A cette occasion, l’AFD a dévoilé une étude, intitulée « les enjeux de la nouvelle croissance ivoirienne ». Selon son auteur, Hélène Ehrhart, économiste de la division Analyse macroéconomique et risque pays, « après le déclin des années 80 », encore caractérisé par une récession de 4,5 % en 2011, le « rebond économique » de la première puissance économique de l’Union économique et monétaire ouest-africaine (Uemoa), avec un taux moyen de croissance de 8 % en 2012, est le fruit d’une « consommation des ménages soutenue, premier contributeur à la croissance » et d’une politique d’investissements publics faisant l’objet d’un consensus compte tenu des dommages importants causés par la guerre aux grandes infrastructures.
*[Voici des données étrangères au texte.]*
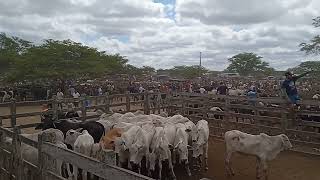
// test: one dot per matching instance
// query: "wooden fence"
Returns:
(274, 119)
(13, 165)
(147, 102)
Le cacao alimente la consommation intérieure et le budget public
L’agro-industrie et le cacao ont un impact considérable à la fois sur le développement économique et la consommation des ménages (alimentation, petit électroménager…). Sur une population globale de 23 millions d’habitants, 5 millions de ménages vivent de la culture du cacao, dont la Côte d’Ivoire a été le premier producteur mondial lors deux dernières campagnes avec une part de 40 %. Des réformes favorables au petit producteur ont été introduites à partir de 2012. Par exemple, la part du prix international qui lui est redistribué a été augmentée à 60 %. Pour la campagne actuelle, le prix minimum garanti au planteur est passé de 850 à 1 000 francs CFA le kilo. Pour l’État, le cacao est aussi essentiel, fournissant en moyenne 15 % des recettes publiques.
Feu de paille, risque d’écroulement ? Non, a répondu Hélène Ehrhart, pour qui ce pays d’Afrique a commencé sa diversification avec la transformation du cacao. « Il s’agit du premier transformateur mondial devant les Pays-Bas », a-t-elle précisé, avant de souligner l’essor de la noix de cajou, dont « la Côte d’Ivoire est devenu le principal exportateur mondial », et la relance du maïs, du coton, du caoutchouc, ce pays africain étant devenu « le premier exportateur africain d’hévéas ».
L’investissement demeure trop faible
Quant à l’investissement public, il a été soutenu dans le cadre du plan national de développement (PND) 2012-2015, prolongé par un 2e PND jusqu’en 2020, date fixée par le président Alassane Ouattara pour parvenir à l’émergence économique. « Par rapport aux années 2000, l’investissement public a doublé, représentant ainsi 6 % du produit intérieur brut (PIB), ce qui a permis également aux investisseurs privés de reprendre leur activité », s’est félicitée Hélène Ehrhart, tout en reconnaissant que le taux global d’investissement reste « faible » à 17 %, alors qu’il s’élève à 20 % en moyenne en Afrique subsaharienne et même 23 % dans l’Uemoa.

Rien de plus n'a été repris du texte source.